Die philosophischen Argumente für den A. sind oft Einwände gegen die Erkennbarkeit Gottes. Einen bedeutenden Schritt in dieser Richtung stellt die Kritik der traditionellen Gottesbeweise dar. Bes. seit Immanuel Kant waren die in der mittelalterlichen Philosophie ausgearbeiteten Gottesbeweise erkenntnistheoretischer Kritik ausgesetzt. Sie argumentieren nach I. Kant außerhalb der Grenzen der Anwendbarkeit der theoretischen Vernunft (Vernunft – Verstand), die ihrem Wesen nach auf das mit den Sinnen Erfassbare ausgerichtet ist. Die Kritik an den Gottesbeweisen ist sehr vielschichtig, aber bestimmte Thesen halten sich bis in die Gegenwart durch: Der ontologische Gottesbeweis, der die Existenz Gottes aus seinem Begriffe ableiten will, beruhe auf der irrigen Annahme, der Begriff der Existenz sei eine Qualität, die durch ein Prädikat zugeschrieben werde. Der kosmologische Gottesbeweis, der Gott als erste Ursache des Universums erweisen will, breche die Kette der Fragen willkürlich ab, denn auch für Gott könne wieder gefragt werden, wer ihn verursacht habe. Der Beweis aus der Kontingenz der Welt würde die logischen Operatoren der Notwendigkeit und Möglichkeit fälschlich auf Gegenstände anwenden. Der teleologische Gottesbeweis, der Gott aus der Ordnung des Kosmos erkennen will, könne bestenfalls einen Demiurgen, nicht aber den allmächtigen, allwissenden und allgütigen Gott des Christentums erweisen. Außerdem bliebe die Möglichkeit, dass die Welt sich einem bloßen Zufall verdanke und die Ordnung selbst nur das zufällige Produkt einer langen evolutionären Geschichte sei. Die Debatte um die Gottesbeweise hat aber mit diesen kritischen Befunden keinen Abschluss gefunden. So entwickelte der Logiker Kurt Gödel eine Version des ontologischen Arguments, die den Ansprüchen der modernen Modallogik gerecht werden sollte. Auf dem Hintergrund der physikalischen Urknalltheorie, die einen Anfang unseres Universums annimmt, wurden neue Versionen des kosmologischen Gottesbeweises entwickelt. So argumentiert Richard Swinburne rein induktiv, dass es unwahrscheinlich ist, dass das Universum „unverursacht“ existiert. Der teleologische Gottesbeweis hat als Argument aus der Feinabstimmung der kosmologischen Konstanten eine Renaissance erlebt. Das Universum ist demnach von Anfang an auf eine extrem unwahrscheinliche und präzise Weise auf das Entstehen von Leben ausgelegt. Die Kritik der Gottesbeweise bleibt somit weiterhin ein zentrales Anliegen des A.

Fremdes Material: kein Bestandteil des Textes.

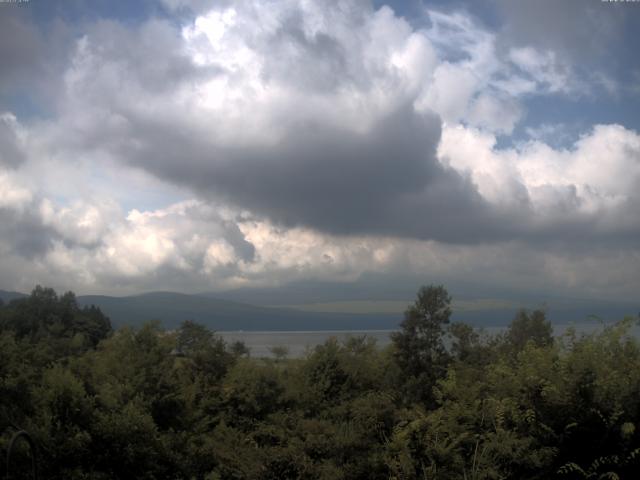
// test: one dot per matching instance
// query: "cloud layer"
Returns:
(307, 139)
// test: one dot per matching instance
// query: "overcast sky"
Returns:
(202, 146)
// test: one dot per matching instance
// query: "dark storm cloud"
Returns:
(386, 181)
(24, 234)
(11, 155)
(20, 48)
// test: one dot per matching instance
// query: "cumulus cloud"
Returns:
(310, 140)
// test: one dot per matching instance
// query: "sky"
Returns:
(205, 146)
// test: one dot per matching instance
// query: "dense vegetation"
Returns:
(443, 401)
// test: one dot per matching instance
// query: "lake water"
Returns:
(298, 343)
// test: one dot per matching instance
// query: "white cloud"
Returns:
(251, 75)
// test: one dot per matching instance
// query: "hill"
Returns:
(173, 308)
(6, 296)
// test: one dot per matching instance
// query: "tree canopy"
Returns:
(155, 404)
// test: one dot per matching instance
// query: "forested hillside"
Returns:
(152, 404)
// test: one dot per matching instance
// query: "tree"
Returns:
(419, 348)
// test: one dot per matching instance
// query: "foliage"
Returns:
(149, 403)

Allerdings wird dabei impliziert, dass religiöse Menschen nur dann gerechtfertigt sind, an Gott zu glauben, wenn sie einen selbstevidenten oder aus einem sicheren Fundament gewonnenen Beweis für die Existenz Gottes vorlegen können. Die These, dass man nur an das glauben darf, was man auch beweisen kann, ist ein Grundpfeiler vieler atheistischer Argumentationen. Fideistische Varianten des Theismus haben diese These abgelehnt. Bereits Paulus von Tarsus lehrt, dass der Glauben sich durch die Weisheit der Griechen, also die Philosophie, nicht erfassen lasse. Sören Kierkegaard plädierte für einen existentiellen Sprung in den Glauben, der eine Kreuzigung des Verstandes erfordere. Atheisten argumentieren aber, dass Theisten die Einführung einer neuen Entität, also Gottes, begründen müssen. B. Russell entfaltete diesen Gedanken in seinem „Teekannen-Argument“: Wenn jemand behauptete, zwischen Erde und Mars fliege eine Teekanne, die zu klein sei, um sie selbst mit den besten Teleskopen entdecken zu können, dann müsse er einen Beweis für diese Behauptung vorlegen. Ebenso müsse der Theist einen Beweis für die Existenz eines unbeobachtbaren Gottes vorlegen. Aus der Sicht des Theismus ist es aber fragwürdig, ob diese Beweispflicht besteht.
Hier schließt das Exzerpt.